La Turquie condamne une présumée attaque de drone houthie visant La Mecque
Les points importants
- Condamnation turque : Ankara dénonce fermement la présumée attaque de drone houthie contre La Mecque et réaffirme son soutien à l’Arabie saoudite.
- Déni houthie : Les Houthis rejettent catégoriquement l’accusation saoudienne, qualifiant l’allégation de « mensonge » et affirmant ne pas menacer les lieux saints.
- Escalade régionale : L’incident s’inscrit dans une recrudescence des hostilités entre Riyad et les Houthis, alimentant les craintes pour la sécurité maritime et énergétique.

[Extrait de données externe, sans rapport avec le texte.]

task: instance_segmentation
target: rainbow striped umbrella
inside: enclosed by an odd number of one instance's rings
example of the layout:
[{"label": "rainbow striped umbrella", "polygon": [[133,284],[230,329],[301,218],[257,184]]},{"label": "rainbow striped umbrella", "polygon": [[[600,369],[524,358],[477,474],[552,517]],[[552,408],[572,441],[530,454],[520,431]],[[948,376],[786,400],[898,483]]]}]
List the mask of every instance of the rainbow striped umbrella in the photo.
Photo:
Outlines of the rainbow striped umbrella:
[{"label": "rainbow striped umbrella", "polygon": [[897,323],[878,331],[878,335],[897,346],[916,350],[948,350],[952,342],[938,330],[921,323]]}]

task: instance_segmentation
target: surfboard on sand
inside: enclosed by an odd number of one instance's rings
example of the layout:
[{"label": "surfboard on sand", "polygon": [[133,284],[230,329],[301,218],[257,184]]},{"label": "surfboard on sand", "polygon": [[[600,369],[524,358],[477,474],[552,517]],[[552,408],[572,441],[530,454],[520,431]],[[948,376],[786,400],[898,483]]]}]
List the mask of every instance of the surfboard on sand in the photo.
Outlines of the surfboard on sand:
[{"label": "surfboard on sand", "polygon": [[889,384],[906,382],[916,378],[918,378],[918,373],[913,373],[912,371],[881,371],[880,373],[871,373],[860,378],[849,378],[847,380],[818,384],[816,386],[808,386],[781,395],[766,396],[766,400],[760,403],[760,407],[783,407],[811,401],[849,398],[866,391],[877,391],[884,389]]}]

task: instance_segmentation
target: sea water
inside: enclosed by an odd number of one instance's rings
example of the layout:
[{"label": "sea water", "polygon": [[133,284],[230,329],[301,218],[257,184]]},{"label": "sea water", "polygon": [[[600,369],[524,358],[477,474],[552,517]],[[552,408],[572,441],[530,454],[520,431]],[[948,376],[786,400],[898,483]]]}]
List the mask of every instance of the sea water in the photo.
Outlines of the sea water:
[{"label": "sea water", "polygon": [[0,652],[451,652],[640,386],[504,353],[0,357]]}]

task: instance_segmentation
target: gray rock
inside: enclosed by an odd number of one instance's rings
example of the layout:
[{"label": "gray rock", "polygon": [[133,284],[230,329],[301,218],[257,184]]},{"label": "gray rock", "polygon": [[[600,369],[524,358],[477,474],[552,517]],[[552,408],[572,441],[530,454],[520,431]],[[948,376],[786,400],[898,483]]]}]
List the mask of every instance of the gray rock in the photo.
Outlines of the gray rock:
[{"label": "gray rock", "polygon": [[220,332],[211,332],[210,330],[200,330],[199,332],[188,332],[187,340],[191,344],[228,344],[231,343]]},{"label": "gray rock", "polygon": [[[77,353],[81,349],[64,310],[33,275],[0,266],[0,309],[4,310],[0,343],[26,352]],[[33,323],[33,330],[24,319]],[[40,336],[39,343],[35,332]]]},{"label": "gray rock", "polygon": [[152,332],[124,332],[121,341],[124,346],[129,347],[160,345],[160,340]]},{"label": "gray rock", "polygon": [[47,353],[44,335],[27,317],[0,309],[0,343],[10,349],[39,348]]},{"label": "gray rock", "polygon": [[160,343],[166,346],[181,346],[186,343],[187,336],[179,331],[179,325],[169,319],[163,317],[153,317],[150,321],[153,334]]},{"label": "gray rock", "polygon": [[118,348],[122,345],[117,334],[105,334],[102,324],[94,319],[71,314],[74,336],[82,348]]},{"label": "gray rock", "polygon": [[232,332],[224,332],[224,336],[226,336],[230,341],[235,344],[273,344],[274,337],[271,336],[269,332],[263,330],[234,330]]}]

La Turquie a vivement condamné mercredi ce que l’Arabie saoudite a présenté comme une attaque de drone houthie visant la ville sainte de La Mecque, bien que le groupe yéménite ait nié avoir lancé l’appareil.
L’Arabie saoudite affirme que sa défense aérienne a intercepté un drone se dirigeant vers La Mecque tôt mercredi. Les Houthis ont rejeté cette accusation comme un « mensonge ».
« Nous condamnons fermement l’attaque de drone menée par les Houthis visant la ville sainte de La Mecque », a déclaré le ministère turc des Affaires étrangères.
La Turquie a réaffirmé son soutien à la souveraineté, à l’intégrité territoriale et à la sécurité de l’Arabie saoudite, et a exprimé sa solidarité avec le royaume.
Elle a également appelé à un arrêt immédiat des attaques menaçant la stabilité régionale et a exhorté à la retenue pour éviter une escalade supplémentaire des tensions.
L’Arabie saoudite a déclaré que sa défense aérienne avait intercepté et détruit un drone au sud de La Mecque mardi soir, avant qu’il ne pénètre dans l’espace aérien restreint de la ville. Turki al-Malki, porte-parole de la coalition militaire dirigée par l’Arabie saoudite qui combat les Houthis au Yémen depuis 2015, a affirmé que le drone avait été lancé par le groupe. Il a qualifié cet incident de deuxième tentative des Houthis de cibler La Mecque, citant un tir de missile balistique en 2017.
Les Houthis ont nié avoir visé La Mecque. Un responsable politique houthie a qualifié l’allégation saoudienne de fausse, tandis qu’une source militaire citée par l’agence de presse SABA contrôlée par les Houthis a indiqué que le groupe ne représentait aucune menace pour La Mecque ou d’autres sites saints islamiques.
La Mecque, qui abrite la Grande Mosquée et la Kaaba, est la ville la plus sainte de l’islam et la destination du pèlerinage annuel du hajj.
Cet incident survient dans un contexte de forte escalade des combats entre l’Arabie saoudite et les Houthis après plusieurs années de relative accalmie.
Les Houthis ont mené une série d’attaques de missiles et de drones sur le territoire saoudien ces dernières semaines, tandis que les forces saoudiennes ont intensifié leurs frappes au Yémen. Le groupe a également étendu son contrôle le long de la côte yéménite de la mer Rouge, près du détroit de Bab al-Mandab, l’une des routes maritimes commerciales les plus importantes au monde.
La reprise du conflit suscite des inquiétudes quant aux expéditions et aux approvisionnements énergétiques dans une région déjà confrontée à une plus grande instabilité. L’Arabie saoudite a signalé des attaques contre des infrastructures civiles et énergétiques, tandis que les Houthis affirment que leurs opérations sont une réponse aux actions militaires saoudiennes au Yémen.
Le conflit yéménite a commencé après la prise de la capitale Sanaa par les Houthis en 2014, ce qui a poussé une coalition dirigée par l’Arabie saoudite à intervenir l’année suivante pour soutenir le gouvernement internationalement reconnu.
Une trêve négociée par l’ONU en 2022 avait considérablement réduit les attaques transfrontalières pendant plusieurs années, bien qu’aucun accord de paix global n’ait été conclu.